The former prime minister displays a loathing for members of the parliamentary press gallery, who trigger the strongest obscenities during the 90-minute film.
Beyond that, the tapes prove equally remarkable for revealing Mulroney’s apparent disdain for his opponents, from Pierre Trudeau to Jean Chretien, and even for his own party colleagues, from Joe Clark to Lucien Bouchard, who he insists did not quit the Tory cabinet in 1990 as history has recorded.
“I fired him,” Mulroney says bluntly, although the revelation was not included in Newman’s book. Sheerin doesn’t know why except that Newman may simply have forgotten with the mountain of material he had to work with.

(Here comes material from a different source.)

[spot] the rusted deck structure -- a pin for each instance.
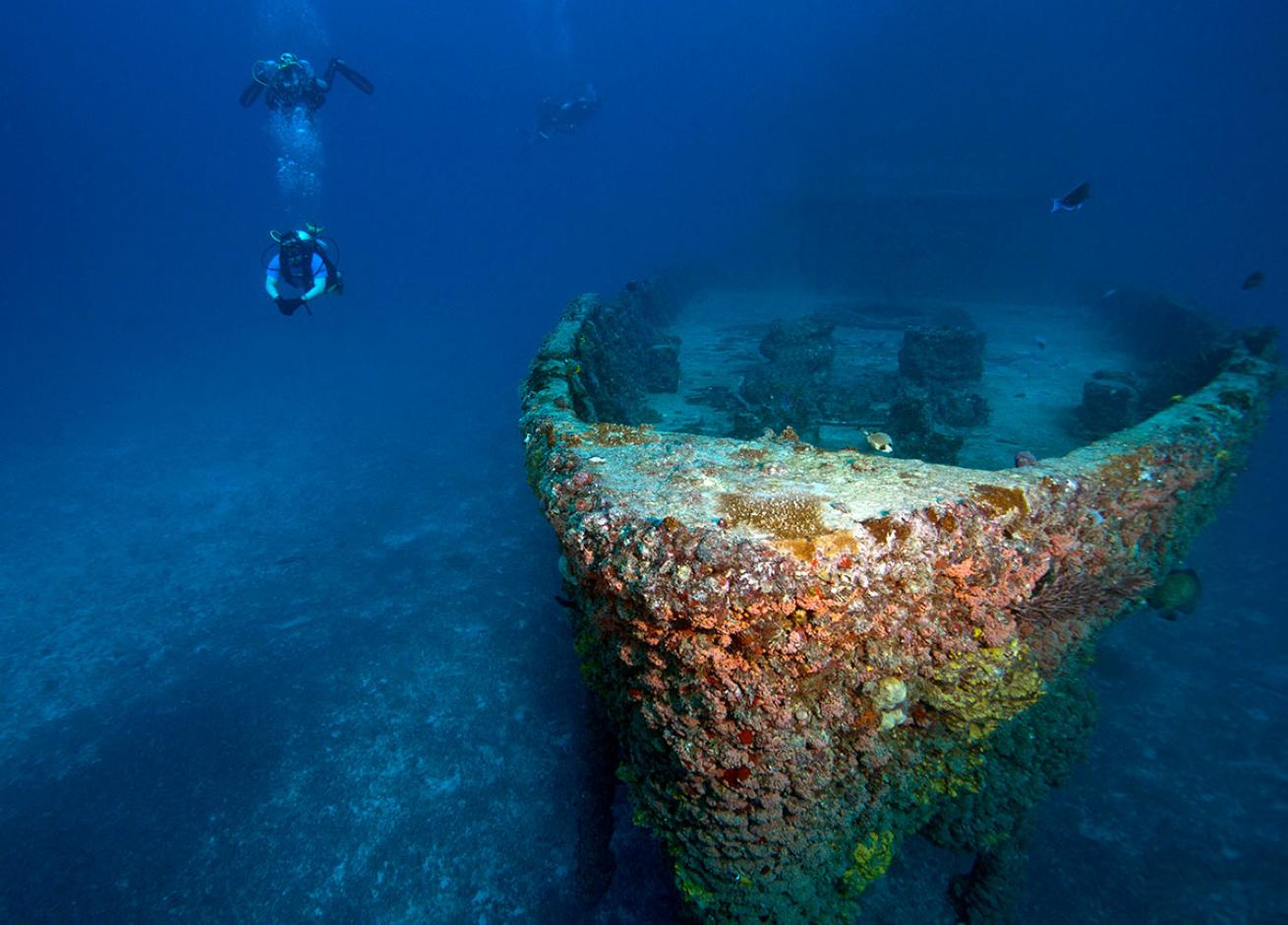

The sound clips, chosen from hundreds of hours of phone calls and in-person interviews taped over two decades, are married to relevant newsreel clips of the day, interspersed with on-camera comments by Newman himself. There is no narration.
Sheerin says he befriended Newman two years ago when he was producing a CBC Life & Times biography on him. He was one of only a handful of people who were aware at the time that Newman was working on his book, and that led to Sheerin assembling this companion documentary in secrecy under the rather melodramatic code name Project X.
“I don’t feel I betrayed Brian Mulroney,” Newman declares in the film, conceding, however, that he was seen as the prime minister’s “pet journalist.”
But when the book was published in September, news reports said Mulroney felt devastated and betrayed, and that he had been unaware he was being taped in most of his conversations with Newman. The phone calls were supposed to be off the record, said Mulroney’s spokesman Luc Lavoie.
Mulroney was not planning any legal action over the book, Lavoie said at the time. And last weekend he said Mulroney would be unlikely to comment on the tapes.
Sheerin says the friendship between the two men soured in 1995 when Newman wrote a book that was harsh on Mulroney’s legacy.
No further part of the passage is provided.